Although I'm working on a nVidia GPU I guess my problem is vendor independent, so I wanted to ask if anyone has an idea.
Here is a description of my problem:
Recently, I started a project in which I'm planning to do an audio loop an the GPU to filter audio samples from my soundcard on the GPU.
My first step was to see how to write the samples to the device memory and write them back to my soundcard. I did this, for comparison on the host memory too (store the samples in a buffer and write them back).
In OpenCL (for GPU processing) I'm using "clEnqueueWriteBuffer" to write the data to the device memory and "clEnqueueReadBuffer" to read it from there.
When I just write and read the soundcard samples I've got the problem, that every 300 - 500 loops the writing and reading-command takes 10 times more then in all other loops, so I got some scratch errors every few seconds in my output from the soundcard. I printed out the execution time of the loop, and in these loops its bigger then the given amount of time for one loop (256 samples / 44100 Hz = 5.3 ms).
I suggest, that this is a synchronization problem, but I don't have a clue how to solve it.
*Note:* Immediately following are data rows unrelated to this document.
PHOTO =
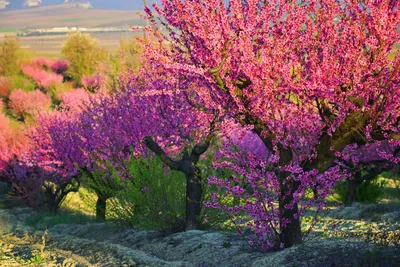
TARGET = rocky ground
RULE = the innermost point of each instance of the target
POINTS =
(100, 244)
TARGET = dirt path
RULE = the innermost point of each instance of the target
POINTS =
(103, 244)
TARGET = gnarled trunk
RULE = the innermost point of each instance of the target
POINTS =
(194, 193)
(351, 192)
(101, 209)
(188, 165)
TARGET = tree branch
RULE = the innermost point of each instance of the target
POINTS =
(153, 146)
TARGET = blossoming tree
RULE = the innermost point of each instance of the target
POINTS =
(309, 77)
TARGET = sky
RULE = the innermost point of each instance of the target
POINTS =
(102, 4)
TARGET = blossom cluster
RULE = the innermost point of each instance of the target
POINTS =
(44, 79)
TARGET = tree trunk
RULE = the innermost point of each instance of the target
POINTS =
(101, 209)
(291, 233)
(193, 198)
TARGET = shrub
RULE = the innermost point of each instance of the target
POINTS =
(25, 104)
(156, 198)
(9, 58)
(371, 191)
(60, 66)
(45, 80)
(367, 191)
(84, 53)
(92, 83)
(20, 81)
(74, 100)
(5, 87)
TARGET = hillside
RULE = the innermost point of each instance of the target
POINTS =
(67, 15)
(101, 4)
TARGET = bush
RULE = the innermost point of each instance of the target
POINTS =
(5, 87)
(84, 54)
(20, 81)
(367, 191)
(9, 58)
(45, 80)
(370, 191)
(27, 104)
(154, 198)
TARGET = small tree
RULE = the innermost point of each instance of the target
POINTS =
(309, 77)
(84, 54)
(9, 57)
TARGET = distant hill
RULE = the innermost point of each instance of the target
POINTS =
(77, 14)
(100, 4)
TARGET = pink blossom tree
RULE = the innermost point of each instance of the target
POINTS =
(309, 77)
(5, 87)
(25, 104)
(44, 79)
(367, 162)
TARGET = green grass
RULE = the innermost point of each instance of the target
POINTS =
(48, 54)
(5, 30)
(44, 218)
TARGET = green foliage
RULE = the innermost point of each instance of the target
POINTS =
(126, 58)
(84, 54)
(368, 191)
(154, 197)
(341, 191)
(48, 219)
(9, 56)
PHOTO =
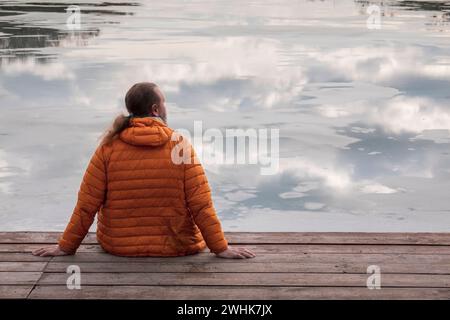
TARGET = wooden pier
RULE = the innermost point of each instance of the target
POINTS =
(287, 266)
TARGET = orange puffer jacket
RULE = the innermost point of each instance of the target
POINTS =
(147, 205)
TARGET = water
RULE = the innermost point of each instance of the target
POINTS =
(363, 113)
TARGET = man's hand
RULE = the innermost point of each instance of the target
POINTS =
(236, 253)
(50, 251)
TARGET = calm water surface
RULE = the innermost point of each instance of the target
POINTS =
(364, 115)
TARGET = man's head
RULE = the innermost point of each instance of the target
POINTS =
(145, 99)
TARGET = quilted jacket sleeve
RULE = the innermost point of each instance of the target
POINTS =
(198, 197)
(91, 196)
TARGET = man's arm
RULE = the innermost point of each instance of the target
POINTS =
(198, 198)
(91, 196)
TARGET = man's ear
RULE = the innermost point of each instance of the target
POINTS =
(155, 109)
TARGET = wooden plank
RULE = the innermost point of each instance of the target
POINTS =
(277, 248)
(229, 292)
(19, 278)
(14, 292)
(380, 259)
(22, 266)
(250, 279)
(39, 237)
(270, 238)
(23, 257)
(219, 266)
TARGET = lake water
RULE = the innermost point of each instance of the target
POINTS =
(363, 112)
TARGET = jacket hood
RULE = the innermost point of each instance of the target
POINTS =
(148, 131)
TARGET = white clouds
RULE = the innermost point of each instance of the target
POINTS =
(48, 71)
(376, 188)
(404, 114)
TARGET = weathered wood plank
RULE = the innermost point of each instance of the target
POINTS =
(224, 292)
(19, 278)
(250, 279)
(269, 238)
(24, 257)
(325, 267)
(380, 259)
(15, 292)
(22, 266)
(277, 248)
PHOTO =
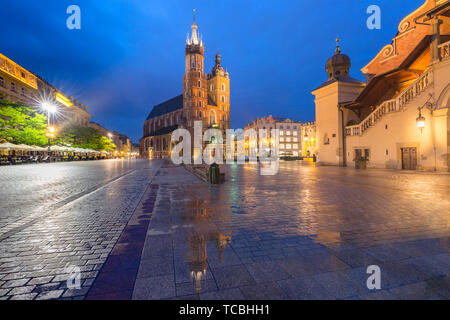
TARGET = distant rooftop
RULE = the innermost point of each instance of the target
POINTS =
(167, 107)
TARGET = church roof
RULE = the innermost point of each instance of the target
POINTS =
(168, 106)
(163, 131)
(340, 79)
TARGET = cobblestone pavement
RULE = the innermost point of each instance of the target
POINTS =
(306, 233)
(55, 216)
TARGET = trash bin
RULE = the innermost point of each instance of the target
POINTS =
(214, 174)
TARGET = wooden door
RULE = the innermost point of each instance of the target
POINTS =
(409, 158)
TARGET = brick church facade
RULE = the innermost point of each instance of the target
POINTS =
(205, 98)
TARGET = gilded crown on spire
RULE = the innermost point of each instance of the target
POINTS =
(338, 50)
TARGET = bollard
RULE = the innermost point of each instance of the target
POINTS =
(214, 174)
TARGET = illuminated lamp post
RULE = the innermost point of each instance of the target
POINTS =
(110, 141)
(51, 109)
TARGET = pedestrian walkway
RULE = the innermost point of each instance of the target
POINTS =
(306, 233)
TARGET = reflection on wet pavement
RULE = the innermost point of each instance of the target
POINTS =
(306, 233)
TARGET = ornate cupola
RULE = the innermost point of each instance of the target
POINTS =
(338, 65)
(218, 69)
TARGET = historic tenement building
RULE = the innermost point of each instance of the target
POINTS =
(20, 85)
(290, 141)
(399, 118)
(205, 98)
(309, 139)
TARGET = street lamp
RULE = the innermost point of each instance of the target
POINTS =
(51, 109)
(50, 135)
(110, 138)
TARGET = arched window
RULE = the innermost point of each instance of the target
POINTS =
(212, 117)
(326, 140)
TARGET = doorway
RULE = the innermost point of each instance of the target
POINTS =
(409, 158)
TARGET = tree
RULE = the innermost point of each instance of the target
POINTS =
(21, 124)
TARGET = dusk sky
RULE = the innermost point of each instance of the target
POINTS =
(129, 55)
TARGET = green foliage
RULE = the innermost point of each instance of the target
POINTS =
(21, 124)
(87, 138)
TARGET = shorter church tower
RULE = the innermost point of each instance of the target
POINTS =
(195, 95)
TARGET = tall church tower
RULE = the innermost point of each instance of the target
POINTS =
(219, 93)
(195, 94)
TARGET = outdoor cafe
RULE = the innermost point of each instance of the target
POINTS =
(12, 154)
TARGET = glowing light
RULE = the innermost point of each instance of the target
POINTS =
(420, 121)
(49, 107)
(63, 100)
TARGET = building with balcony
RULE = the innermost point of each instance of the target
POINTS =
(20, 85)
(290, 141)
(205, 98)
(399, 117)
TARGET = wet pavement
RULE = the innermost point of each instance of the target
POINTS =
(306, 233)
(149, 230)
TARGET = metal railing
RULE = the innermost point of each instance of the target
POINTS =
(391, 106)
(444, 50)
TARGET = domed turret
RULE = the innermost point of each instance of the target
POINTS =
(338, 65)
(218, 69)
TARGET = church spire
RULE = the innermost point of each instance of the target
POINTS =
(194, 40)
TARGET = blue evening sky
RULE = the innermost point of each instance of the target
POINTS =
(129, 55)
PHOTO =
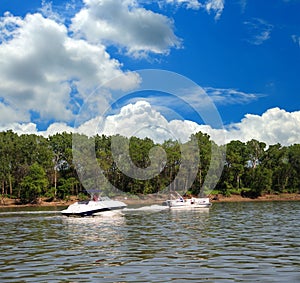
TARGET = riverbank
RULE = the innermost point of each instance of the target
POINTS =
(151, 199)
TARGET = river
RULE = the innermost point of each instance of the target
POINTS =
(230, 242)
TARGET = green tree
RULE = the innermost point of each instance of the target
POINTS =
(34, 184)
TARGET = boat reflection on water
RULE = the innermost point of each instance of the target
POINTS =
(108, 227)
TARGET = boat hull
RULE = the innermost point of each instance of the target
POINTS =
(92, 208)
(194, 203)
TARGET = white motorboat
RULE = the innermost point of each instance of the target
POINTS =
(180, 202)
(96, 206)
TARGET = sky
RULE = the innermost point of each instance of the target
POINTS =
(227, 68)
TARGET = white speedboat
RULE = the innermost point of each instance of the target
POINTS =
(180, 202)
(94, 207)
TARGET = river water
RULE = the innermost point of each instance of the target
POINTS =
(230, 242)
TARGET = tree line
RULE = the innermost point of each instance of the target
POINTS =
(33, 166)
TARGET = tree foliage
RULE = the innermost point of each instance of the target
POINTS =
(33, 166)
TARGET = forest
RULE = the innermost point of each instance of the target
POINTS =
(33, 166)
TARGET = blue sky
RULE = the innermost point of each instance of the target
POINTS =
(244, 54)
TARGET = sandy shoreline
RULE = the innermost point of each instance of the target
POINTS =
(153, 199)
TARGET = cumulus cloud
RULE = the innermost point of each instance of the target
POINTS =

I'm using blocking read/write so I thought it should be synchronized.
Does anybody have an idea why I got these execution time differences every 300 - 500 loops?
Are you using Vista or Windows 7? Both those operating systems give priority to the Aero UI when scheduling GPU tasks.
Otherwise just try fiddling with the thread priorities on the CPU.
Those are my best guesses anyway. Also please note that an AMD GPU will likely behave completely differently in this respect to an nVidia one (although no guarantees that it will behave better).